Second-Order Occlusion-Aware Volumetric Radiance Caching

TL;DR

This paper introduces a second-order gradient-based radiance caching method for volumetric light transport that adaptively samples and interpolates radiance, accounting for occlusion changes, with improved accuracy and efficiency.

Contribution

It develops a second-order Hessian-based error metric for adaptive sampling in volumetric radiance caching, enhancing accuracy and reducing computation time.

Findings

Outperforms previous radiance caching algorithms in accuracy.

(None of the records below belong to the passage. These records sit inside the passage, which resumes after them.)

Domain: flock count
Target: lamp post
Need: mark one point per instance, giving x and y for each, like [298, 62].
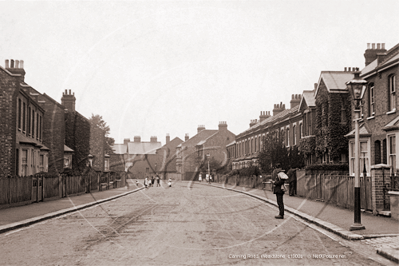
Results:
[357, 88]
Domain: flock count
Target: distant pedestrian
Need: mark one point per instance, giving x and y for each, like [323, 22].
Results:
[278, 183]
[292, 181]
[158, 179]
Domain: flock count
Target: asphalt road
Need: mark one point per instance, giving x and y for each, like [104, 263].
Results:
[182, 225]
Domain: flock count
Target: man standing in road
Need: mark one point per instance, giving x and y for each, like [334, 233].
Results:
[278, 182]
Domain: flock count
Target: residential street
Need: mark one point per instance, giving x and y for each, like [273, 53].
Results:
[182, 225]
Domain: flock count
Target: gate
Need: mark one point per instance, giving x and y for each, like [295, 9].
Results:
[365, 193]
[37, 188]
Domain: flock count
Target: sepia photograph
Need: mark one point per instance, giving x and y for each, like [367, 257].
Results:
[198, 132]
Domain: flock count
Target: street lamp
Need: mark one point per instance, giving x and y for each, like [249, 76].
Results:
[357, 88]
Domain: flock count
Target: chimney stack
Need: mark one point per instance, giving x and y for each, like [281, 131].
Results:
[371, 53]
[264, 115]
[295, 100]
[200, 128]
[253, 122]
[278, 108]
[222, 125]
[18, 68]
[68, 101]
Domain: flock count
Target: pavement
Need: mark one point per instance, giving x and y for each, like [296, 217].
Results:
[380, 232]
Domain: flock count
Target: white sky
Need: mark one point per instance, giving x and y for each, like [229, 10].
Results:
[155, 67]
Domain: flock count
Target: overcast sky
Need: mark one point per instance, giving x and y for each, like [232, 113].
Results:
[155, 67]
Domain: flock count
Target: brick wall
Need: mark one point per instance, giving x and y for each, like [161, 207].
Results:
[97, 139]
[377, 189]
[9, 89]
[53, 132]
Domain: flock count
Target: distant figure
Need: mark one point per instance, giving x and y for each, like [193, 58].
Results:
[158, 179]
[278, 184]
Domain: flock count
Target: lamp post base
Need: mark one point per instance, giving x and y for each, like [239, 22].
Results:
[356, 226]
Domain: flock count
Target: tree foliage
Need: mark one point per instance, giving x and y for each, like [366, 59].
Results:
[274, 152]
[98, 120]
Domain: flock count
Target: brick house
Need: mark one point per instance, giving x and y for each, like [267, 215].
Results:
[205, 144]
[333, 116]
[284, 123]
[137, 157]
[22, 149]
[379, 125]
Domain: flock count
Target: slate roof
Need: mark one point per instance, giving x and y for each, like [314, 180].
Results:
[143, 147]
[393, 125]
[119, 148]
[362, 131]
[271, 119]
[309, 98]
[392, 56]
[201, 136]
[335, 80]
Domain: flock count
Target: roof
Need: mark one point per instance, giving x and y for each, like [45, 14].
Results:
[335, 80]
[199, 137]
[309, 98]
[143, 147]
[272, 119]
[362, 131]
[67, 149]
[393, 125]
[119, 148]
[392, 57]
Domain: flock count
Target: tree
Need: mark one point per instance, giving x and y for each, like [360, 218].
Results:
[97, 120]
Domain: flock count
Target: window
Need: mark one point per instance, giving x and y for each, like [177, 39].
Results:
[24, 163]
[300, 130]
[24, 117]
[29, 121]
[364, 158]
[41, 163]
[377, 152]
[392, 153]
[33, 123]
[37, 125]
[371, 100]
[106, 164]
[19, 114]
[391, 93]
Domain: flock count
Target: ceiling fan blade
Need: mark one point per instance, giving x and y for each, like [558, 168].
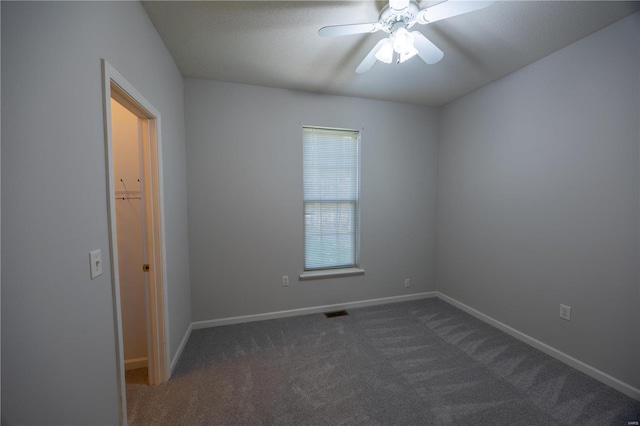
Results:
[370, 59]
[338, 30]
[448, 9]
[428, 52]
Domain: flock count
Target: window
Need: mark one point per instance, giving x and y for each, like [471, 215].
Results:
[331, 198]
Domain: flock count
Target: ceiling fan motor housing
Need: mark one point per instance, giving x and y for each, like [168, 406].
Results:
[391, 19]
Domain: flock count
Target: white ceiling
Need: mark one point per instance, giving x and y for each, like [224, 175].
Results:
[276, 44]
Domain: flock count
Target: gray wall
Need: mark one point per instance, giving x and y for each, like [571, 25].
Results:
[58, 339]
[245, 197]
[538, 200]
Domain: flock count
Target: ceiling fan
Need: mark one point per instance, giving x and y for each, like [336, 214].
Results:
[396, 19]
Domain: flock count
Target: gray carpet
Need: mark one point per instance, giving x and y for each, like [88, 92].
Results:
[414, 363]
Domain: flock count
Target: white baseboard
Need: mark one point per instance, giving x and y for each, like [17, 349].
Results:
[132, 364]
[312, 310]
[543, 347]
[176, 357]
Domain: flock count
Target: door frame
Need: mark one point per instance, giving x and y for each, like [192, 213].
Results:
[116, 87]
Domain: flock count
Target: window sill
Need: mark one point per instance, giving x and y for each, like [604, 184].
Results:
[331, 273]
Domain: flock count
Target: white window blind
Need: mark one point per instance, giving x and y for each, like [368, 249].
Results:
[331, 193]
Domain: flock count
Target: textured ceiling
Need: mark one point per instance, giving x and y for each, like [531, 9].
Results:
[276, 44]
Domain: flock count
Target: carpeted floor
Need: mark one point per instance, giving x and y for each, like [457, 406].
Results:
[414, 363]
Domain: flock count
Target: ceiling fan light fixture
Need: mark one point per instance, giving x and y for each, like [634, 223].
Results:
[398, 4]
[385, 53]
[404, 56]
[403, 41]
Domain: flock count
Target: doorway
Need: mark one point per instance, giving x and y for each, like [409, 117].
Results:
[150, 289]
[126, 144]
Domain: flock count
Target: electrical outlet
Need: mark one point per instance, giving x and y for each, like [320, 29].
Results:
[565, 312]
[95, 259]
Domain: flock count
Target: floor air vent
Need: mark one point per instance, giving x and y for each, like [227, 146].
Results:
[336, 314]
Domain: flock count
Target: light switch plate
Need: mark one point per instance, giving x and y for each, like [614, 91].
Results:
[95, 257]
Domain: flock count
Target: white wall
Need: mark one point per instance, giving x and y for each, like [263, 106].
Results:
[58, 339]
[539, 200]
[126, 169]
[244, 150]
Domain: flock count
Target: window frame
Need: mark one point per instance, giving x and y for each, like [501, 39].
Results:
[344, 270]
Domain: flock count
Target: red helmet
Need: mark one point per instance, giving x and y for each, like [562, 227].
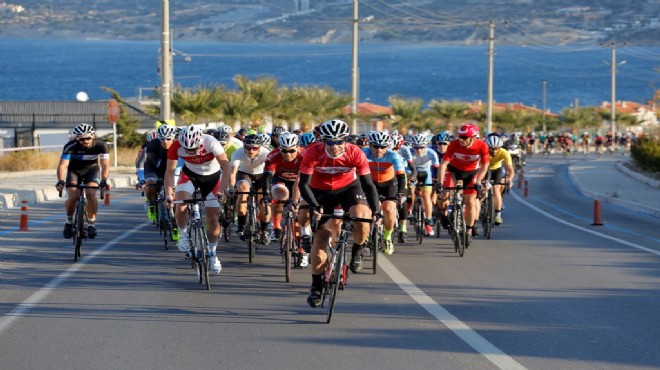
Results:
[469, 130]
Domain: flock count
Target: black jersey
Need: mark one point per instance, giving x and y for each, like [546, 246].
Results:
[80, 157]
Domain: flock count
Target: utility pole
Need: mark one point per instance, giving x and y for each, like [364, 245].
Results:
[166, 65]
[491, 57]
[545, 84]
[354, 68]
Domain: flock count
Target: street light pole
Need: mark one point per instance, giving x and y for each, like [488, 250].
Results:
[354, 68]
[545, 83]
[491, 57]
[166, 65]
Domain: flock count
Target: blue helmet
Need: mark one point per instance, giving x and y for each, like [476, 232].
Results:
[306, 139]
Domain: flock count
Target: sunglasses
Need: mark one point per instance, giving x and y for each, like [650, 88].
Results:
[334, 142]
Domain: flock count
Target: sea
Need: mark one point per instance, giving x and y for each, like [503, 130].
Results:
[56, 69]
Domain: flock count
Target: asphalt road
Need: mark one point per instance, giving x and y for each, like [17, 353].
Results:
[547, 292]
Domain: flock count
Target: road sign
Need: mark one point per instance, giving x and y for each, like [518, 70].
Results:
[113, 111]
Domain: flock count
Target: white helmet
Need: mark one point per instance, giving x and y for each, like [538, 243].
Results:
[419, 140]
[166, 132]
[287, 140]
[380, 138]
[334, 129]
[191, 137]
[83, 129]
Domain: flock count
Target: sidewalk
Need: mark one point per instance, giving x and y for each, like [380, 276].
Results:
[39, 186]
[606, 178]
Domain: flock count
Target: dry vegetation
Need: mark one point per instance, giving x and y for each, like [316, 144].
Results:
[28, 160]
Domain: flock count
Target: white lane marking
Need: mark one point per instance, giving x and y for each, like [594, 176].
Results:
[469, 336]
[548, 215]
[41, 294]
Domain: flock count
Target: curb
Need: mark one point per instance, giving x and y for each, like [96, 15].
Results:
[608, 199]
[13, 200]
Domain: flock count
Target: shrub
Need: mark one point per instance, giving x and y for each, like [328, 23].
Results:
[646, 154]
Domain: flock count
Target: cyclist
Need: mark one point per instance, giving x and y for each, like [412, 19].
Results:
[281, 180]
[426, 162]
[328, 179]
[411, 173]
[388, 172]
[79, 163]
[466, 159]
[205, 162]
[277, 131]
[247, 169]
[499, 160]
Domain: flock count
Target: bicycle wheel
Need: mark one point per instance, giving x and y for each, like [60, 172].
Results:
[336, 277]
[488, 216]
[375, 241]
[79, 232]
[460, 230]
[286, 247]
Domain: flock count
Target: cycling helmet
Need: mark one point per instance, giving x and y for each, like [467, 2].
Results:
[265, 139]
[287, 140]
[494, 141]
[83, 129]
[469, 130]
[442, 137]
[379, 138]
[191, 137]
[252, 140]
[362, 141]
[419, 140]
[279, 130]
[166, 132]
[334, 129]
[221, 135]
[306, 139]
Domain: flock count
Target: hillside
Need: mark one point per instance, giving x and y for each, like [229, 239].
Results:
[329, 21]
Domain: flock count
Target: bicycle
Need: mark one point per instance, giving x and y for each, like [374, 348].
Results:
[290, 247]
[164, 215]
[335, 274]
[78, 229]
[251, 231]
[457, 226]
[198, 239]
[418, 217]
[226, 217]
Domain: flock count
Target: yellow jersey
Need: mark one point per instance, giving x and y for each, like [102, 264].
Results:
[501, 155]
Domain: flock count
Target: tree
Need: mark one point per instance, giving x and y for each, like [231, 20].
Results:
[127, 125]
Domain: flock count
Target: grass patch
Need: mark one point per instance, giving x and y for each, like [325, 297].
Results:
[30, 160]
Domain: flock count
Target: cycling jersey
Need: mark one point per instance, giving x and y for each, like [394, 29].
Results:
[385, 168]
[80, 157]
[467, 158]
[252, 166]
[333, 173]
[501, 156]
[156, 160]
[202, 162]
[286, 170]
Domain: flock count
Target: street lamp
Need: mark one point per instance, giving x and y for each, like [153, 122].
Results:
[545, 84]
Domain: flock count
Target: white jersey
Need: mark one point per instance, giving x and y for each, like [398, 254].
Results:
[203, 161]
[253, 166]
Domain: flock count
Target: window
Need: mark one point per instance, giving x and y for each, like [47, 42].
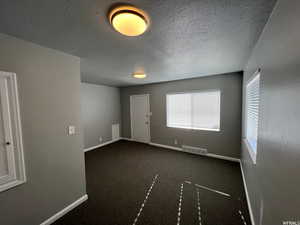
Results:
[196, 110]
[252, 109]
[12, 167]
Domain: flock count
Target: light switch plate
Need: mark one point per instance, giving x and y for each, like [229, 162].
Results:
[71, 130]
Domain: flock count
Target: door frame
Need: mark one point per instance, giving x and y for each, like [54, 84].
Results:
[148, 115]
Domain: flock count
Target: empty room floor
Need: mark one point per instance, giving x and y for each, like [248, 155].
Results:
[131, 183]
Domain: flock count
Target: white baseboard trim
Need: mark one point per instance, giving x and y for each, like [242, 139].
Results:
[126, 139]
[166, 146]
[64, 211]
[247, 196]
[101, 145]
[223, 157]
[208, 154]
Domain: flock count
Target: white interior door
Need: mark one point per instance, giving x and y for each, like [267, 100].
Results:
[7, 162]
[140, 118]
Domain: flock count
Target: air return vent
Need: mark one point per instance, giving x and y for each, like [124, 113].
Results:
[194, 150]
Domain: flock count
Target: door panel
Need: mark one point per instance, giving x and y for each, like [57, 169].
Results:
[7, 161]
[140, 122]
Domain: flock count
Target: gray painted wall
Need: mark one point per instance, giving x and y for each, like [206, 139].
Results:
[49, 92]
[100, 106]
[273, 183]
[231, 101]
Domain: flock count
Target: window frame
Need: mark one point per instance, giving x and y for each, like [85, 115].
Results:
[191, 92]
[252, 152]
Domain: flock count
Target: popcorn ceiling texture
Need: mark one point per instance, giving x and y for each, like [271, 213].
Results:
[187, 38]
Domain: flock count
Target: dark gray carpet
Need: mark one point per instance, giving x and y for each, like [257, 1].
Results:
[119, 177]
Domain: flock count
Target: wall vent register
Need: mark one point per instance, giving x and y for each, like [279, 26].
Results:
[196, 110]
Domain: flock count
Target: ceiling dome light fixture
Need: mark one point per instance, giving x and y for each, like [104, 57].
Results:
[129, 20]
[139, 75]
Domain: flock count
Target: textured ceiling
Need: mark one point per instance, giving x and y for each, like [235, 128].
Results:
[187, 38]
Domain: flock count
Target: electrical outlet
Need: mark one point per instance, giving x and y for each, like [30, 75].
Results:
[71, 130]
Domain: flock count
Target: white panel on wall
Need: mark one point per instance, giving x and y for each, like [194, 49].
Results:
[115, 131]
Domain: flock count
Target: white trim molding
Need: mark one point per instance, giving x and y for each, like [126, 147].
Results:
[207, 155]
[165, 146]
[101, 145]
[65, 210]
[247, 196]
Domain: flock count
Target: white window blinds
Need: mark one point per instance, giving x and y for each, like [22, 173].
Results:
[252, 110]
[197, 110]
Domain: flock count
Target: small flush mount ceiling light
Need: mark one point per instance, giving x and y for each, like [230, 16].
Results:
[139, 75]
[129, 20]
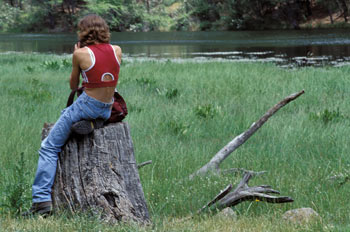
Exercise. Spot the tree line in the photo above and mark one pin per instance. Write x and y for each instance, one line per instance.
(167, 15)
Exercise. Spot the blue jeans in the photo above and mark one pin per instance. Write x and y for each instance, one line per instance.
(84, 107)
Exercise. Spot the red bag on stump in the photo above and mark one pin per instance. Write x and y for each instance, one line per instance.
(119, 109)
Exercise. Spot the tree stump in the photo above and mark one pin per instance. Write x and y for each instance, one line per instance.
(98, 173)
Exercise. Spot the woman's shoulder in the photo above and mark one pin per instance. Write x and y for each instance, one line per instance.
(116, 48)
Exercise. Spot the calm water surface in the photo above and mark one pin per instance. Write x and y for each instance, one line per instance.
(303, 47)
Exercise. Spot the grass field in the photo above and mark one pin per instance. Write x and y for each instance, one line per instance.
(180, 115)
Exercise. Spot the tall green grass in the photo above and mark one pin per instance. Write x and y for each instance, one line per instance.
(180, 115)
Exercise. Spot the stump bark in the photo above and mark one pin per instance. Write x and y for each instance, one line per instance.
(98, 173)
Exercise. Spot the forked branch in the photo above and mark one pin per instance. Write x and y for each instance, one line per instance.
(245, 193)
(214, 164)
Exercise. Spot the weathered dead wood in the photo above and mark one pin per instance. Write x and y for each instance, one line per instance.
(98, 173)
(245, 193)
(144, 164)
(214, 164)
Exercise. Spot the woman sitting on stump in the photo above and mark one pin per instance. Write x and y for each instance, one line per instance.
(98, 62)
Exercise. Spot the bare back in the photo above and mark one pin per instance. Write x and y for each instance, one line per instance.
(83, 61)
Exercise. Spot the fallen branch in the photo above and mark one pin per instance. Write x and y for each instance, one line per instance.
(214, 164)
(245, 193)
(144, 164)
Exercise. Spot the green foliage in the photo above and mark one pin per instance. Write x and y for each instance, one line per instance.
(15, 195)
(301, 156)
(146, 82)
(178, 126)
(56, 64)
(327, 116)
(8, 16)
(29, 69)
(51, 65)
(207, 111)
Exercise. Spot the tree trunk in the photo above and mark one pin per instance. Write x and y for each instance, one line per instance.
(98, 173)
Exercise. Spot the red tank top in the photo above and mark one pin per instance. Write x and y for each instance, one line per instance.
(105, 63)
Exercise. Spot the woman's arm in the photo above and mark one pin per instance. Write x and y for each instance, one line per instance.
(118, 52)
(75, 75)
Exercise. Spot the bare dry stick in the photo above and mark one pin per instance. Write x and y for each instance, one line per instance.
(144, 164)
(214, 164)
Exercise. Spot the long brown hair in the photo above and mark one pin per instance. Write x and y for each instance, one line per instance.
(93, 29)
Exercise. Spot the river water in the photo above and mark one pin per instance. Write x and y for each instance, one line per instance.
(285, 47)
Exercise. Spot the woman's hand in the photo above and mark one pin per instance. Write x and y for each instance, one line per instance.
(76, 46)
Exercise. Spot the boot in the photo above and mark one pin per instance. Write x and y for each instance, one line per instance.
(40, 208)
(85, 127)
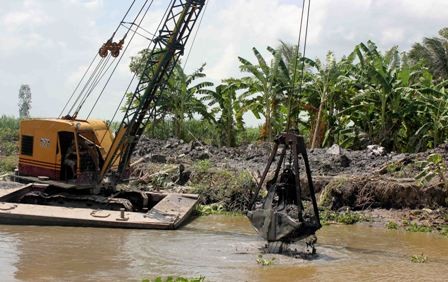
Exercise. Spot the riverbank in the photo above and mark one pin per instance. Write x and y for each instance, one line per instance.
(380, 187)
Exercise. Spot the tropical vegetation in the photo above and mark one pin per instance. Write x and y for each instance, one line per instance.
(396, 99)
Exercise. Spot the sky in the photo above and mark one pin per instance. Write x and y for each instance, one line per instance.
(49, 43)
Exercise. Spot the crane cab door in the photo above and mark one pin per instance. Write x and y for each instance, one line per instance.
(66, 155)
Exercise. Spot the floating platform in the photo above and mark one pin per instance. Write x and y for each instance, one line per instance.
(169, 211)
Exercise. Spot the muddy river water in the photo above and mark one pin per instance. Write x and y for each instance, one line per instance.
(218, 247)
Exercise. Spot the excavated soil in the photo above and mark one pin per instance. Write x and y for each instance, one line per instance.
(367, 180)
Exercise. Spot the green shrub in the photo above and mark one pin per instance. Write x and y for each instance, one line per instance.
(414, 227)
(202, 166)
(419, 258)
(392, 225)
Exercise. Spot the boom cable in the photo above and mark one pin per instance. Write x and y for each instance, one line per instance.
(291, 108)
(99, 71)
(121, 57)
(134, 76)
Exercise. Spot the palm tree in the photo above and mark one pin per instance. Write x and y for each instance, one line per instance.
(433, 53)
(224, 103)
(180, 98)
(262, 91)
(384, 94)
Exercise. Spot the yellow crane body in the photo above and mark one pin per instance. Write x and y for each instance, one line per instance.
(72, 151)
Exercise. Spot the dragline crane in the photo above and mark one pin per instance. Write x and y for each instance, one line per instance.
(81, 161)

Reduces computation time by up to 30%.

Provides a validated 2D model for light transport analysis.

Abstract

We present a second-order gradient analysis of light transport in participating media and use this to develop an improved radiance caching algorithm for volumetric light transport. We adaptively sample and interpolate radiance from sparse points in the medium using a second-order Hessian-based error metric to determine when interpolation is appropriate. We derive our metric from each point's incoming light field, computed by using a proxy triangulation-based representation of the radiance reflected by the surrounding medium and geometry. We use this representation to efficiently compute the first- and second-order derivatives of the radiance at the cache points while accounting for occlusion changes. We also propose a self-contained two-dimensional model for light transport in media and use it to validate and analyze our approach, demonstrating that our method outperforms previous radiance caching algorithms both in terms of accurate derivative estimates and final radiance extrapolation. We generalize these findings to practical three-dimensional scenarios, where we show improved results while reducing computation time by up to 30\% compared to previous work.